A few weeks back Roger ran a post about the famous "Yes Virginia, there is a Santa Claus" New York Sun editorial. He had mentioned it to a younger staffer who was TOTALLY unfamiliar with it.
I guess I'm getting old. Because it surprised me someone would NOT know that. I seem to remember that the Akron Beacon Journal used to re-print the editorial (which by then had perhaps passed into public domain) every Christmas. Or at least, I KNOW I read it somewhere as a kid. It is a good thing to read. It doesn't explicitly say "yes," and it doesn't explicitly say "no." As an adult, I realize what the editor was doing: not wanting to let a child down, but at the same time hint that Santa was really more....metaphorical....and if she remembered the editorial when she was older, she'd probably figure that out.
the full text of her letter, and the editor's lovely and sensitive response
I kind of think there was also a television special a few years back based on this? (Yes, but it's almost 30 years ago now. Which might as well be 100 years, for some people). And there was an animated one that I may well have seen as a child. And didn't Macy's did a holiday campaign on this theme?
But it does concern me when bits of the shared culture fade away. Already there are references I make that I realize only my non-traditional students get. And there are funny disconnects - a couple years back I had a student who didn't know what a "spigot" was, in the sense of "an outdoor water tap." (Apparently that is a more upper-Midwest thing, but it may also be a bit generational).
And I know I don't get stuff. I've had to scurry off to check "Urban Dictionary" a few times when the students giggled at something I said, in case I inadvertently said something that had a second, "bad" meaning (So far: no. But I'm sure it will happen.)

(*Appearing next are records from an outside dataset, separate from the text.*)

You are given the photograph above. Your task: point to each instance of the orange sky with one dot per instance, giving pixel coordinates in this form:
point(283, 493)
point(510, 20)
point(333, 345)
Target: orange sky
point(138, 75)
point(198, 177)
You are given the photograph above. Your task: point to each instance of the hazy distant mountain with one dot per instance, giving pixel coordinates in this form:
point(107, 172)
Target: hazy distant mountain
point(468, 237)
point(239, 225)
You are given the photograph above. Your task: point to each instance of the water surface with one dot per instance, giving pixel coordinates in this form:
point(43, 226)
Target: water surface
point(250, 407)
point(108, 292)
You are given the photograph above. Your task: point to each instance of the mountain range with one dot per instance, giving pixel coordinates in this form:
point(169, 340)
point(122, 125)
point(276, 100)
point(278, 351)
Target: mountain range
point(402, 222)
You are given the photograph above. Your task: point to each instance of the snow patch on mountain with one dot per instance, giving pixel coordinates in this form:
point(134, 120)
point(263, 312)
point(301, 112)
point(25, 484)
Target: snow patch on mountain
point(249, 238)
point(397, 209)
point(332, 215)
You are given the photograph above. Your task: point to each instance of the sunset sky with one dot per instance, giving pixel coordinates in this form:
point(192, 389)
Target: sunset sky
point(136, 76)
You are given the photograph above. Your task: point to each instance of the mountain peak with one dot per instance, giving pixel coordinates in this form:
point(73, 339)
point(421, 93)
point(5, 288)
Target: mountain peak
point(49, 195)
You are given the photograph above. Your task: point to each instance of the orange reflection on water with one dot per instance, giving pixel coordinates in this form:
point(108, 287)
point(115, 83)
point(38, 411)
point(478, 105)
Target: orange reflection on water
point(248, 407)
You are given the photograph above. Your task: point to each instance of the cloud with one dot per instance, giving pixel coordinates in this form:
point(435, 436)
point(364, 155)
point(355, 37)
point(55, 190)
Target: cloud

I never know how much of this stuff - knowing things like this - are me being a bit of a nerd (I read copiously as a child, I read somewhat less as an adult but I still read and I am interested in history) or perhaps, some would say, show my privilege a bit: my parents got a newspaper, I read it, my parents cared about us knowing this kind of stuff.... and how much of it is people not bothering to look much past their noses? I know I've had a few students down the years who seemed depressingly and monumentally incurious - I remember asking someone once, when they couldn't come up with any ideas for their research project, "What interests you in biology?" and they just kind of shrugged and said, "Nothing, really" and I wanted to shake them and go "WHY ARE YOU MAJORING IN IT, THEN?" And also, the cases of people not knowing stuff (like how to calculate an average) that I would argue an adult SHOULD know - and getting angry with me when I expect them to know it.
But yeah. I don't know most current music outside of a few things friends refer to. But I know Bing Crosby and Dean Martin and I often recognize the old tunes used in advertising and wind up going "Why on earth are they using a song about the poor people of Paris to sell face cream?" and the like....
And I admit I take some pride and pleasure when I recognize something someone older than me or more well-versed than I am in classic American pop music refers to, or when I make some comment about it and they go, "You know, that makes sense"
But it does make me sad that it seems we're fast approaching a day when we all have a very fractured cultural "language."
1 comment:
We just finished watching "Prancer", a wonderful Christmas movie. There's a good reference to Virginia in it, and the movie uses the theme for part of the story. If you haven't seen it yet, I think you'd like it.